Monday, April 26, 2010

Please Don't Be Offended If I Bring Dog food To Your Funeral

Sometimes you just know you'd be great friends with someone. Even if you've never met them, you know this person must be sharing your brain, or perhaps may be a kindred spirit. Yes, I stole the kindred spirit thing from Anne of Green Gables because Anne rocks.

Over the weekend, I heard a story that made me grin for days. I'm still grinning. I've never met the person in the story, but she's my kind of lady. Here's the story.

My friend's grandma's friend (are you following that, or do I need to go over it again?) passed away. Grandma had spent many happy years with this friend and wanted to show her love by bringing something delicious to the dinner after the funeral. This fine woman decided to bring a pie, probably because pies are sweet and straight from Heaven and reminded her of her friend much more than rolls or funeral potatoes. And yes, here in Utah we serve a dish called funeral potatoes. It's good, so don't diss our dish.

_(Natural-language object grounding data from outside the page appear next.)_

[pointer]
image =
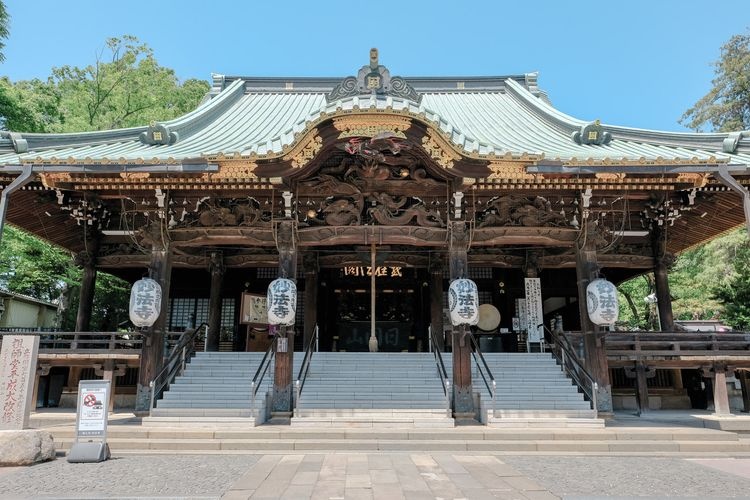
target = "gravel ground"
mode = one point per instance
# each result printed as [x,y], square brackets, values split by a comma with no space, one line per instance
[628,477]
[151,476]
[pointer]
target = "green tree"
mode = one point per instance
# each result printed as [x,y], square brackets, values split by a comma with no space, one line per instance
[125,87]
[4,29]
[726,107]
[128,89]
[735,294]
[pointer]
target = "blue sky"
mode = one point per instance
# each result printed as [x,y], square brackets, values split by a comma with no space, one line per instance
[634,63]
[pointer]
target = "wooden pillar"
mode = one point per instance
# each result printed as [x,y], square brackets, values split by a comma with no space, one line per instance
[310,265]
[42,370]
[152,352]
[641,373]
[109,371]
[463,397]
[436,303]
[214,302]
[662,262]
[593,337]
[745,392]
[282,398]
[718,374]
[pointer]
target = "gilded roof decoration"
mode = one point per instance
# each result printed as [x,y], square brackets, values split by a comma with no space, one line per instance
[371,125]
[439,150]
[305,151]
[375,79]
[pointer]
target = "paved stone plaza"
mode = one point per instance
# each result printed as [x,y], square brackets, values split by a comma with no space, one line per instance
[381,475]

Anywho, Grandma went to the store and purchased a pie. While at the store, she also purchased some dog food. Then she drove to the church and dropped off the pie, went home to change and feed her dog. When she opened the sack, both she and the dog were surprised. No dog food. What was in the sack? You guessed it--pie.

At this point most people would probably freak. I know I'd be tempted to say a few choice words, but not Grandma. She threw back her head and laughed. Don't you love her?

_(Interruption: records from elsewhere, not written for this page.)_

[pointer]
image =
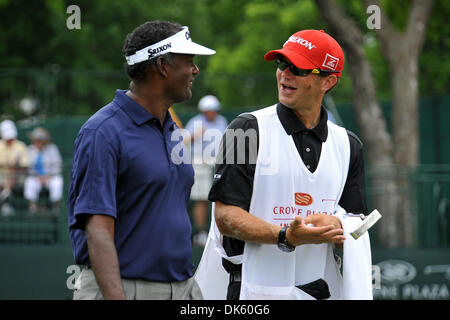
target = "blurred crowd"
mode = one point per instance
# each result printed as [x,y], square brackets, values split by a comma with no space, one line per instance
[32,173]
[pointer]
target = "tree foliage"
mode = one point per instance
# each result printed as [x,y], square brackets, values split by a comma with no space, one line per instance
[74,69]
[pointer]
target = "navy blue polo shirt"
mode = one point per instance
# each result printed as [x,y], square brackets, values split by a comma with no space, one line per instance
[123,167]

Amid her belly chuckles, she had a heart-to-heart with her friend, explaining everything. Can't you see the friend on the other side laughing, too? Grandma then jumped in the car and rushed to the church, because even if her friend would have got a kick out of the mistake, she didn't want to offend or injure any tender family feelings.

To her immense relief the "pie" was still in the bag. (Until now.)

When I heard this story I knew Grandma was my kind of people. I want to be the kind of person who loves her family and friends, loves to lend a helping hand, but can get a good laugh over her own mistakes. Now, my own family and friends can witness that I make a ton of mistakes, so please don't be offended if I bring dog food to your funeral. And if I do, please laugh with me about it.


Cherie said...

Go ahead and bring dog food to my funeral, provided you own a dog, he he.
I never have been a big funeral potato fan, are you sure they're not an acquired taste? Everyone I know who grew up exclusively in Utah loves them (a subconscious love of funerals?), not sure about those who didn't. Maybe Amie can enlighten us.

Cherie said...

urgh, what happened to not disappearing into cyber-space?

Cherie said...

oh, I see

Cherie said...

You can go ahead and delete these extraneous comments. :-)

LeishaMaw said...

Cherie, I wouldn't dream of deleting your comments. Besides, you are the only one who gave me permission to bring dog food to your funeral. I'm not getting a dog, but I still might show up with dog food. Just saying.

Blake Goddard said...

I want my dog burried in my casket with me so if you bring dogfood to my funeral, I'll assume it is for him.

LeishaMaw said...

Blake, I'd be surprised if you were burried without your dog, and your ferrets, and a couple of other creatures just for good measure. You always make me smile with your wit and humor. Thanks.